Written by Bottleblondesurfer (3331 comments posted) 16th August 2007
A cute little piece with some cracking interplay between the characters. There was so much dialogue you could almost have scripted it. I think it would have been funnier. The womans' responses were the funniest. You could see the end gag coming but that was all right. 
The dialogue was the strong point for me 
cheers 
Jane 

Written by Fledermaus (3248 comments posted) 16th August 2007
Well, from a logical point of view he is right of course... Cows, pigs, chickens, ducks = food 
dogs, cats, rabits, horses = pets 
Hypocritical indeed, but... 
 
On the other hand, I can very well understand her sentiment, and I would probably not eat those I just labeled pets either... Yes... I guess I'm a hypocrit too. 
 
Nice piece ;)

Written by jimbo (83 comments posted) 19th August 2007
Yeah, the punchline was a little weak but everything else was well written and funny. Pointing out the hypocrisy in Mary's argument was well handled but struck a nerve for me personally ... I won't eat potatoes because of the innocence enriched in their eyes. 
Sorry. :grin  
Again, well written, amusing and well observed, too. 
Cheers.

Written by johniebg (538 comments posted) 20th August 2007
I knew I had seen your name somewhere. This is really good. The pacing of the dialogue is spot on, the end a little twee but I didn't mind. The interaction of the conversation is what really fires this. Everything happens at just the right moment. 
 
Good stuff.

Written by Seagull (174 comments posted) 28th August 2007
Good stuff but I feel, as Truce and Jane mentioned, it would have been better scripted.
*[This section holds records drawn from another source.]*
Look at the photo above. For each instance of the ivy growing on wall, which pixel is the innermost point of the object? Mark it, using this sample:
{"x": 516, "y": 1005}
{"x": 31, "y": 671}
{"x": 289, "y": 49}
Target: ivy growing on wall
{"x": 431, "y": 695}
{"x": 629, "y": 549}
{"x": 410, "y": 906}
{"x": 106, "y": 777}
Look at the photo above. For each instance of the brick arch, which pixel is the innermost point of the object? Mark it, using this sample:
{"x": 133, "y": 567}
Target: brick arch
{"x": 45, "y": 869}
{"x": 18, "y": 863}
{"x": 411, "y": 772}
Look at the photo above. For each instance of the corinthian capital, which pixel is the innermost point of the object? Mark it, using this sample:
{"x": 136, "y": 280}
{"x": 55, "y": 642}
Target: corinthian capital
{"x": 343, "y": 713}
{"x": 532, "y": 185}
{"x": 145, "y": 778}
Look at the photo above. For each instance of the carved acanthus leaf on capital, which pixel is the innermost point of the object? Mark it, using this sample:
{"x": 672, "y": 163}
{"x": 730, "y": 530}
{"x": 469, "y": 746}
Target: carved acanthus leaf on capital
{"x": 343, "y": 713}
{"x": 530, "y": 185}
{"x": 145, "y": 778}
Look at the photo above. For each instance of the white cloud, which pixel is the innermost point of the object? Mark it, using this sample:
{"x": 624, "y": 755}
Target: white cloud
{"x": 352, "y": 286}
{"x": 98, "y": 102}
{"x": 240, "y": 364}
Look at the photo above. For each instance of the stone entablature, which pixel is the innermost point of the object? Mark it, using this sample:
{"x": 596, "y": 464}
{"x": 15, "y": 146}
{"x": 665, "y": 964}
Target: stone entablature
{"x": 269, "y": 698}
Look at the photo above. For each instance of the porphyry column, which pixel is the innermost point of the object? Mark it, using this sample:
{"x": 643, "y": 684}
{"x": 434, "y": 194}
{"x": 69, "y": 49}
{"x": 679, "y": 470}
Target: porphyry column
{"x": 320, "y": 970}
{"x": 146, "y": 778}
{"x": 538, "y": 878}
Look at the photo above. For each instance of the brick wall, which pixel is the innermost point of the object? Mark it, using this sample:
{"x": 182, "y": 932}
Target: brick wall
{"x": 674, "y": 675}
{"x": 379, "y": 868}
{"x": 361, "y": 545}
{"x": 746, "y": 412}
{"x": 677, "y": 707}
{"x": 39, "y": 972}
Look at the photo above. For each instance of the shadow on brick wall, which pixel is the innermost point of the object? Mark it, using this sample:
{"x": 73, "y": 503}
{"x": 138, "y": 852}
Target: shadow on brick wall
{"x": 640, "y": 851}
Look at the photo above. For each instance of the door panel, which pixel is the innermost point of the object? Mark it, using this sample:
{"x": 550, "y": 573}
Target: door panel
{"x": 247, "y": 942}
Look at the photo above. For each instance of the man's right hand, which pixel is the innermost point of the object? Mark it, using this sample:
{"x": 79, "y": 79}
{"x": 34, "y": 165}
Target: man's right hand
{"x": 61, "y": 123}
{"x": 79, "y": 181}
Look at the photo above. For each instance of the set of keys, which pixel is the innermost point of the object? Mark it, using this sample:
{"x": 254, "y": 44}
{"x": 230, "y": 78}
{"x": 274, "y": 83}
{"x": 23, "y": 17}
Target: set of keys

The ending was telegraphed but it was still well written.  
 
Cheers 
 
Chris
Chicken dinner
Written by ianhobsonuk (160 comments posted) 10th December 2007
For someone whose first language is not English (I hope I’m right about that) not a bad little story, except for the beginning: Okay, we buy dead hens and eat them, but we don’t call them hens, we call them chickens. And usually (in the UK) that increasingly rare breed of people who cook themselves a meal on a Sunday, would have the menu figured out, and the shopping done, at least a day in advance. That just leaves wolfs (wolves) and ‘the innocence which is enriched in a rabbit’s eye’. Did you mean to say enriched? 
 
Am I harsh or helpful? The latter, I hope.